5. Guiding for a short time (adīrghakālikam upādānam), is when they guide beings only for a short time.
6. Final guiding (caramam upādānam) refers to caring for individuals who are very advanced.

Topic eight explains the seven bodhisattva levels (bhūmis) and how they related to the thirteen vihāras.

Topic nine sums up all the bodhisattva practices (caryā) into four main groups:

- The practice of the perfections (pāramitācaryā), the six perfections are outlined and four more perfections are also explained.
- The practice of the factors of Awakening (bodhipakṣyacaryā) which refers to the thirty-seven factors of Awakening, the four investigations, and the four complete knowledges of things as they really are.
- The practice of six clairvoyances (abhijñācaryā)
- The practice of developing sentient beings (sattva-paripākacaryā)

Finally, general topic number ten explains the bodhisattva's ascension (pratiṣṭhā) to Buddhahood along with all the Buddha qualities which are manifested in them (140 exceptional buddha-qualities are outlined. including the 32 marks and the ten powers of a Tathāgata).

=== 13 - Sopadhikā Bhūmiḥ ===
The "Foundation on Having an Existential Substratum" discusses the state of the living arhat, as well as "what it is that forms the remaining layer or basis for continued saṃsāric existence, namely the notion of there being an existential substratum (upadhi)", such as the five aggregates and so forth.

=== 14 - Nirupadhikā Bhūmiḥ ===
The last book, the "Foundation on Being Without an Existential Substratum" explains the state of an arhat who has died and entered parinirvāṇa (final nirvana), and thus is without a substratum for continued existence. This book discusses parinirvāṇa which is said to be complete and eternal extinction and completion (nirvṛti).

== Supplementary Section ==
This part is made up of four 'collections' or 'compendia' (saṃgrahaṇī, shè 攝, bsdu ba), which supplement the Basic Section:

- Viniścayasaṃgrahaṇī (Compendium of Ascertainment). This compendium discusses and provides a clarification (viniścaya) on aspects of the seventeen bhumis from the Basic Section. This section also contains a "detailed treatment of ālayavijñāna and at the same time quoting and making use of the Saṃdhinirmocanasūtra." Thus it is considered a later strata by Schmithausen.
- Vyākhyāsaṃgrahaṇī (Compendium of Exegesis). This is a manual of hermeneutical and exegetical techniques, as well as on rhetorical and logical argument (hetuvidyā).
- Paryāyasaṃgrahaṇī (Compendium of Related Terms).
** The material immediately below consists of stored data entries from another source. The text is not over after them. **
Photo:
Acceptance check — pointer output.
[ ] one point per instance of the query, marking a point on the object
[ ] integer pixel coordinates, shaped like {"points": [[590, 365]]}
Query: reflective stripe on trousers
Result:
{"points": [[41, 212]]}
This text defines many of the various strings of quasi-synonymical expressions found in the Āgamas.
- Vastusaṃgrahaṇī (Compendium of [Selected] Themes). Lambert Schmithausen, Florin Delenau and Noritoshi Aramaki all hold that this is part of the oldest textual layer. It includes:
  - The Sūtravastusaṃgrahaṇī which summarizes and explains key topics of each sūtra contained in the Samyukta-āgama.
  - 'The Compendium of the Vinaya' (Vinayavastusaṃgrahaṇī)
  - 'The compendium of Abhidharma lists' (Mātṛkavastusaṃgrahaṇī).

The Chinese version also contains a Compendium of Abhidharma, missing from the Tibetan translation.

An Indian commentary was also written on the YBh, called the Yogācārabhūmivyākhyā.